La civetta, simbolo di morte e di malaugurio, innesta il suo roco canto lancinante nel luogo del piacere primigenio, “l’origine del mondo” (come ammonisce il titolo del quadro di Gustave Courbet).

 

2. Come in un film di Bergman…

Dall’origine alla fine (inevitabile) del mondo:

«l’obliquo struscio

cedua rampica il monte
la solenne baldanza della quercia

così l’obliquo struscio
della carne mortale:
materia in maschera
a corto passo a spasso
sull’inteschiato corso
del serotino carnevale»

La vita continua sempre e procede senza scampo, allora – il destino manifesta la propria volontà di durare senza piegarsi ai desideri degli uomini e senza deflettere, roccia o quercia, baluardo assoluto di ciò che non cambia.
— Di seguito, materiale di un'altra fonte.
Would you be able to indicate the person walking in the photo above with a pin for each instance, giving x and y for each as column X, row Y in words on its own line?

La “carne mortale”, invece, è destinata a cedere il passo e il suo corteggio è quello del funerale anche quando si maschera e si manifesta come un carnevale che dovrebbe essere divertente e fa soltanto una tristezza senza fine. La quercia è destinata a una diuturna sopravvivenza, gli uomini hanno già il fiato corto appena nascono e il teschio già sporge dalle loro facce ingoiate e stanche di esseri sempre in cammino. Ma la vita – ammonisce Anna Maria Guidi – è già tutta prevista dalla mente di un “regista” o tutto accade tutto a caso? La regia c’è – è la risposta – ma funziona bene soltanto nei sogni quando la realtà è sospesa e la vita appare splendente dei colori della mente che la riproduce e se ne compiace (anche quando inorridisce) :

«regista

carcata d’anni e inganni
nel segno d’ogni senso imparo e inseguo
la libertà del sogno che bisogna
al dissoluto convegno con la vita:

altro non mi s-occorre
mi dico randagiando in passi d’aria
la mia sopita corsa
di terra digerita
….

filma pedine senza scacchiera                                                      
il regista dei sogni»

Come in un film di Bergman, la Morte gioca a scacchi con la sua preda futura (e questa è la vita) ; nell’esistenza in sogno di ognuno, invece, la libertà è assoluta e di sfrenata e le pedine si muovono nell’aria senza bisogno di scacchiera. Così chi sogna crede di sconfiggere il destino ma non fa che rimandare l’incontro definitivo con la “terra” che lo digerirà e da cui sarà “digerito”. Non solo ma ciò che crede di aver accumulato e raggiunto e ricoperto con la forza e la potenza dei suoi risultati si scioglie come “la neve di marzo” o il barbaglio del suo silenzioso “lucore” :

«vane valanghe

sfinita sfranisce la neve di marzo
in (t)orme di passi brillando
il vergine lucore del silenzio:

ove bisbiglia e abbaglia
il primo vèr del ver(b)o
deflorato in vane valanghe di parole»

Così le parole non lasciano che una flebile orma (flebile è una delle parole chiave della raccolta di Anna Maria Guidi) e la loro verità edenica appare ormai persa, deflorata dal tempo e appesantita dalla loro inutilità, pronta a perdersi nel labirinto delle interpretazioni e delle chiacchiere, prestata alla morte come il ricordo dei sogni e la labilità del desiderio dei corpi. Per questo non resta che abolirle tutte, le parole, e scrivere in una lingua nuova, impastata di neologismi, di devastazioni lessicali, di deformazioni e di calembour, una lingua poetica che si conosce appena e si declina a stento ma dice oggi molto di più delle sillabe tronfie del lessico della tradizione del passato:

«senz’alfabeto
…….
         radiose assumo
         particole d’aurora        
         in lieviti di cielo delibando            
         sempre fresca la fame
         del pane dell’esistere:

         assolta le parole
         a corpo libero assumo la vertigine  
         della nientitudine plenaria
         che illimine crepuscola e inalbica
         nell’imprimizio ver(s)o
         che in tace il sogno dice
         senz’alfabeto»

Senz’alfabeto: parole che fuori-escono direttamente dal corpo e al corpo ritornano, versi che risuonano del loro tentativo finale di esistere. “assolte” dalla loro necessità di significare e di magnificare il destino umano, pure “particole” di vita e di sogno, aspirazioni implacabili e implacate a una Verità che solo la vertigine della libertà può insegnare a sfiorare (per ora), a conoscere, a possedere come forma di un’origine di cui ancora non è possibile conoscere la fine.